Kogan shares have a 52-week range of $8.70 – $25.57 and are currently trading towards the bottom end of the range.
|Kogan Share Price||$11.06 per share|
|Kogan Market Cap||$1.4billion|
|Price to Earnings||333x|
Kogan Stock trades on a price to earnings of ~330 times which is significant and is also above the average of the broader ASX market. The company would need to be growing at a significant rate in order to justify such a PE ratio.
Kogan Shares Dividend History
Kogan currently pays a dividend yield of 1.7% or a fully grossed-up yield of ~2.21%. This is decent for a growth company. The company has paid a fully franked dividend each year since listing on the ASX.
The KGN ASX dividend has been typically increasing each year since its commencement in 2017. However, this year Kogan has decided to suspend their dividend!
To support the Company with its growth plans, the Board has decided to conserve cash for business investment and has paused dividends – having not
declared a FY21 final Dividend.
What Prophet Was Looking For In KGN Annual Report?
In the Should I Buy Kogan Shares, we were sitting on the sidelines waiting in anticipation. We wanted to confirm additional measures around the below.
- Reduction of inventories – Undecided
Kogan reported inventory value on their H1 FY21 balance sheet of 225million, the group continues to carry ~227million of inventory on their balance sheet. This potentially suggests that Kogan is not being able to move stock as fast as initially anticipated.
- Increasing gross profit margins – H2 Lower Than H1
The group reported revenues of $414million and GP of $112million in the H1FY21 report and has reported $780million and $203million of GP for the FY21 result. This equates to 27% and 26% respectively. This suggests slightly less GP was achieved in the 2nd half.
- Increasing usage of the Kogan Marketplace platform – Achieved
Kogan Marketplace gross sales achieved significant growth year-on-year with a 91% growth rate from FY20 – FY21. Whilst we couldn’t find any figures provided in the H1 report we are very satisfied that the Marketplace is tracking well.

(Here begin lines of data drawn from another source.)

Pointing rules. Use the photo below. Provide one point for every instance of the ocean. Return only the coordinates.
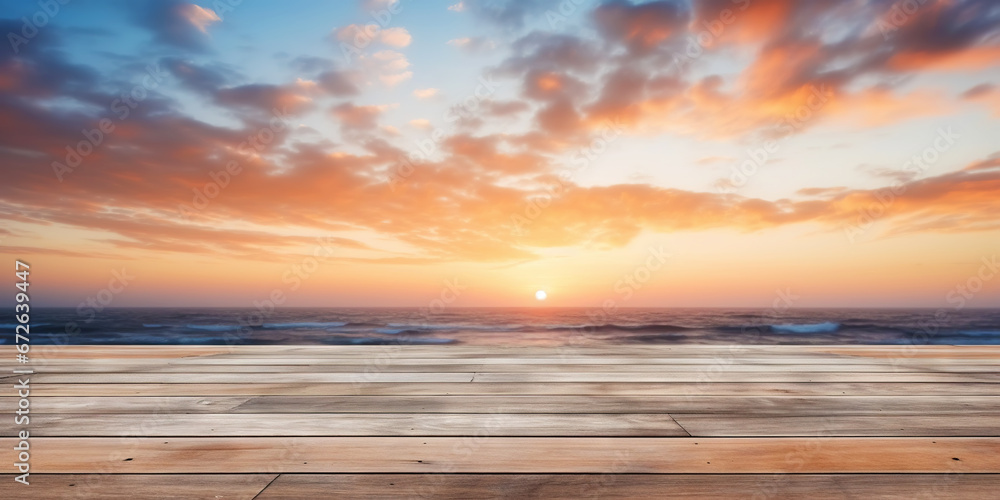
(509, 326)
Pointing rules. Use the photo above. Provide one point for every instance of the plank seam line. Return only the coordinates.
(679, 425)
(268, 485)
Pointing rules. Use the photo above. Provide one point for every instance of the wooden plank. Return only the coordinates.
(957, 424)
(511, 368)
(514, 455)
(746, 405)
(348, 424)
(259, 388)
(132, 486)
(726, 376)
(129, 404)
(550, 377)
(246, 378)
(630, 486)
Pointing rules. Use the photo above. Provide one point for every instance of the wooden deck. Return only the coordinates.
(293, 422)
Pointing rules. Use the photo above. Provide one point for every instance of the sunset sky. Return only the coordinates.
(381, 153)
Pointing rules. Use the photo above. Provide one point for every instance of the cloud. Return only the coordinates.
(642, 27)
(388, 66)
(425, 93)
(176, 23)
(508, 14)
(358, 117)
(392, 37)
(421, 124)
(472, 44)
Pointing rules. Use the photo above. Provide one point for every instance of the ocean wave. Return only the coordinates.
(827, 327)
(213, 328)
(306, 324)
(979, 333)
(442, 327)
(611, 327)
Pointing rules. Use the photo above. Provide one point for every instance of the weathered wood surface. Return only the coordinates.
(698, 421)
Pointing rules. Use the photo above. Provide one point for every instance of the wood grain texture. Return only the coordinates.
(514, 455)
(527, 389)
(137, 486)
(467, 421)
(350, 424)
(630, 486)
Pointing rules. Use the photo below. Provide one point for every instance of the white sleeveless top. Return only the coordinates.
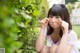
(72, 40)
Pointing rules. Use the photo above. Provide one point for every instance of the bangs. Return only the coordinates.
(55, 11)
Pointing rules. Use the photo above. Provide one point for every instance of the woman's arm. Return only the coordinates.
(40, 41)
(63, 46)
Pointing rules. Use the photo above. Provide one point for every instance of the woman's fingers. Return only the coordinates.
(59, 21)
(45, 20)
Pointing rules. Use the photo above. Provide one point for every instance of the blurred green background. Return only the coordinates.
(19, 24)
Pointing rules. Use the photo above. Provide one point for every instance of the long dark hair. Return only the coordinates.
(58, 10)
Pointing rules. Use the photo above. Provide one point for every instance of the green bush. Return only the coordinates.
(19, 25)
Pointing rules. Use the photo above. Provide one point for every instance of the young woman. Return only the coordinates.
(57, 29)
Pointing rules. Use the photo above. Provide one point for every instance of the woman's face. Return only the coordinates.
(53, 21)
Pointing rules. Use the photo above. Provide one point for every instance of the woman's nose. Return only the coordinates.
(53, 20)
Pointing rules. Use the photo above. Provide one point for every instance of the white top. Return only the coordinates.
(72, 40)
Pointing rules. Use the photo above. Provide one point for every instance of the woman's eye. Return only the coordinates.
(57, 16)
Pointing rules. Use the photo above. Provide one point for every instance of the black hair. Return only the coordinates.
(58, 10)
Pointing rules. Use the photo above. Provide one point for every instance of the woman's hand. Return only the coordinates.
(64, 25)
(44, 23)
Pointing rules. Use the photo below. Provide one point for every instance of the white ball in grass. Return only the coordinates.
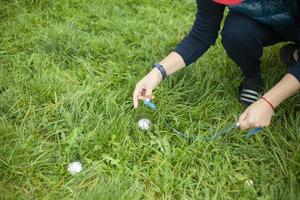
(74, 167)
(144, 124)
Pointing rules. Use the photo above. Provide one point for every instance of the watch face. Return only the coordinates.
(228, 2)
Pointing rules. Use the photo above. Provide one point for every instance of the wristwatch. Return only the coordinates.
(161, 69)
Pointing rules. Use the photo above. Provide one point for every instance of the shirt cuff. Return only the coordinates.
(295, 70)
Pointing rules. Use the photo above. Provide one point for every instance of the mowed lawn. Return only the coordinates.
(68, 70)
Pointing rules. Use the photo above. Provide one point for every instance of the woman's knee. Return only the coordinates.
(235, 38)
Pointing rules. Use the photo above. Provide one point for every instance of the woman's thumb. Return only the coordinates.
(148, 93)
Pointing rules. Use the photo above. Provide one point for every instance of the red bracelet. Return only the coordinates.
(266, 100)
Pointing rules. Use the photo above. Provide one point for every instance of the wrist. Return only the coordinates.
(156, 74)
(268, 102)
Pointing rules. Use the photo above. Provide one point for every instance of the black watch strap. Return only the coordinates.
(161, 69)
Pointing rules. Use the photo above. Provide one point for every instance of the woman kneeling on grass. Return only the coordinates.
(249, 26)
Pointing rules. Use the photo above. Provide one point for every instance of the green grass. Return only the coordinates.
(68, 70)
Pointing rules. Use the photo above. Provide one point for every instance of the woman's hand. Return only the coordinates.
(257, 115)
(143, 89)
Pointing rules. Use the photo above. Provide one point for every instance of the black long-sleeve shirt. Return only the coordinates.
(205, 32)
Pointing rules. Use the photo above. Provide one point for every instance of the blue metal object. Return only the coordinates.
(252, 132)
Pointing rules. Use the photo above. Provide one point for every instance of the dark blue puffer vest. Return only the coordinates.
(279, 13)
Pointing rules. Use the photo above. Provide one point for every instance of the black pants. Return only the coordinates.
(244, 38)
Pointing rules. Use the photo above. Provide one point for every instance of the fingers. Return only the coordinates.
(141, 93)
(244, 122)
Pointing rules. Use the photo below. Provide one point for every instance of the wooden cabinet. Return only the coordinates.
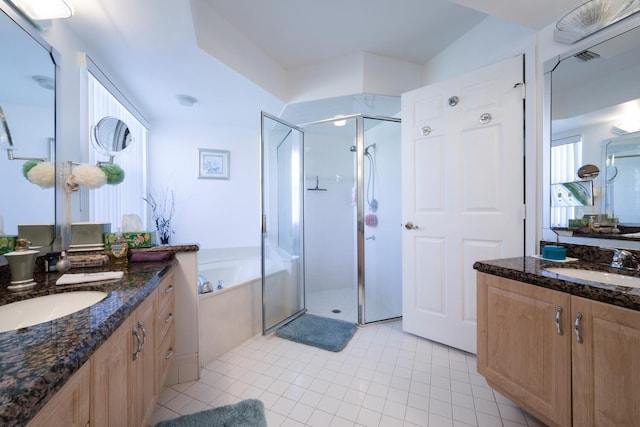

- Growth rates as compared to COVID-19 peak rates. – H2 Lower Than H1
Kogan Delivered $414 million of revenue in the H1FY21, meaning that the group only delivered $366million in the second half. This seems to show that there may have been a COVID induced rush of online shopping. As COVID lockdowns are still continuing the re-opening in Australia will be interesting to see if shoppers continue online.
Kogan Earnings Report – Prophets Take
In the key metrics Prophet was tracking from our Should I Buy Kogan Shares report, the group failed to deliver 3 of the 4 KPI’s against which we were tracking the company in the KGN FY21 annual report.

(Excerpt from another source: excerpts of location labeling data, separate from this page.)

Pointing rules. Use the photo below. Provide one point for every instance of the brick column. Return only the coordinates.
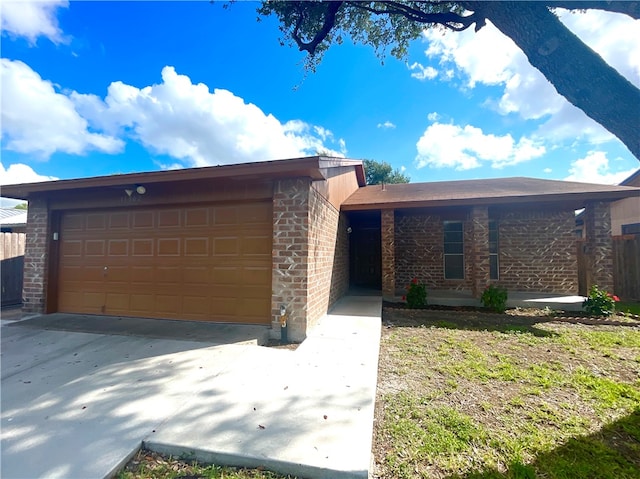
(387, 224)
(599, 244)
(289, 281)
(34, 286)
(479, 249)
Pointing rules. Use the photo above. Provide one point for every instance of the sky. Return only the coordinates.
(98, 88)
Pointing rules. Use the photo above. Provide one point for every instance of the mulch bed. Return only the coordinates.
(401, 314)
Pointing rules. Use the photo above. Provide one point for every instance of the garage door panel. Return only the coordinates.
(203, 262)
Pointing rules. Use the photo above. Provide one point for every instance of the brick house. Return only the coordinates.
(237, 243)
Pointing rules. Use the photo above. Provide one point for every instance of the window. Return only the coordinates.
(453, 250)
(631, 229)
(493, 250)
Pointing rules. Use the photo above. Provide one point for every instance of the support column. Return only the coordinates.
(480, 265)
(387, 225)
(599, 245)
(34, 286)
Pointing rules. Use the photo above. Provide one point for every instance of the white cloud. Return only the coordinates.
(191, 124)
(595, 168)
(464, 148)
(488, 57)
(32, 19)
(421, 72)
(38, 120)
(20, 173)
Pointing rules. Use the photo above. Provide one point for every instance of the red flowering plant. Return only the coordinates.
(599, 302)
(416, 296)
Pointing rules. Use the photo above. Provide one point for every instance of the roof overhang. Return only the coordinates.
(308, 167)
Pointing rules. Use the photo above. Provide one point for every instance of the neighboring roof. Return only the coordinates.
(12, 216)
(482, 192)
(298, 167)
(633, 180)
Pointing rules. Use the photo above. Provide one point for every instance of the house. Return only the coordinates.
(13, 220)
(244, 243)
(625, 214)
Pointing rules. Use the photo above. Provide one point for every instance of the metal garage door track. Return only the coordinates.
(79, 404)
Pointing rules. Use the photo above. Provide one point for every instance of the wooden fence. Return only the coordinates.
(12, 259)
(626, 267)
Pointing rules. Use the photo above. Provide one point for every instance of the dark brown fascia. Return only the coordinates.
(293, 168)
(570, 198)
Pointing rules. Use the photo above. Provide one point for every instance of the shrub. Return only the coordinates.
(416, 296)
(494, 298)
(599, 302)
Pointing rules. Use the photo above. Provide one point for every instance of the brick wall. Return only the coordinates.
(290, 253)
(34, 284)
(419, 252)
(599, 245)
(387, 226)
(537, 251)
(328, 263)
(536, 248)
(479, 249)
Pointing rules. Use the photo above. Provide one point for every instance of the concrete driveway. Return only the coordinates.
(80, 404)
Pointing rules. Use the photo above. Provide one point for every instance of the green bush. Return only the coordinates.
(599, 302)
(416, 296)
(494, 298)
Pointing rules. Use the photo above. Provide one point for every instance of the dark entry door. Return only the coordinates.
(366, 258)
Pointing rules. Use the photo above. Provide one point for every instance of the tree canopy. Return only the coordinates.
(577, 72)
(377, 172)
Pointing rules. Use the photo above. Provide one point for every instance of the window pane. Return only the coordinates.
(454, 267)
(453, 248)
(493, 266)
(453, 236)
(451, 226)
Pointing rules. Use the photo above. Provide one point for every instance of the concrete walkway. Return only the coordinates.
(78, 404)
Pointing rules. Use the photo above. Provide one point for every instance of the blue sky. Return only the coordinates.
(95, 88)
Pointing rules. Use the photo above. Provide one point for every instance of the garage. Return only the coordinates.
(208, 262)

We also are going to start tracking Kogan against another KPI moving forwards which is the level of debt in the business, we would like to see this reduced from the current level of debt/equity of ~45% currently.

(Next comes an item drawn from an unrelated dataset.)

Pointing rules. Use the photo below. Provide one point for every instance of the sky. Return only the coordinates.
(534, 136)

The group have also suspended their Full-year dividend for the first time since listing on the ASX, we find this quite worrying. This may be a measure to preserve cash whilst the inventories are reduced.
For the above reasons, we will be remaining on the sidelines, very happy with Kogan taking a place in our VAS (ASX 200 ETF), however, we cannot justify the risk vs reward at this point in time.
The company is competing in a space we greatly believe will continue to grow, however, there is still the key risk of other competitors entering the space. We will continue to monitor the growth of other major players such as industry incumbent Amazon and re-evaluate the company at their next performance update.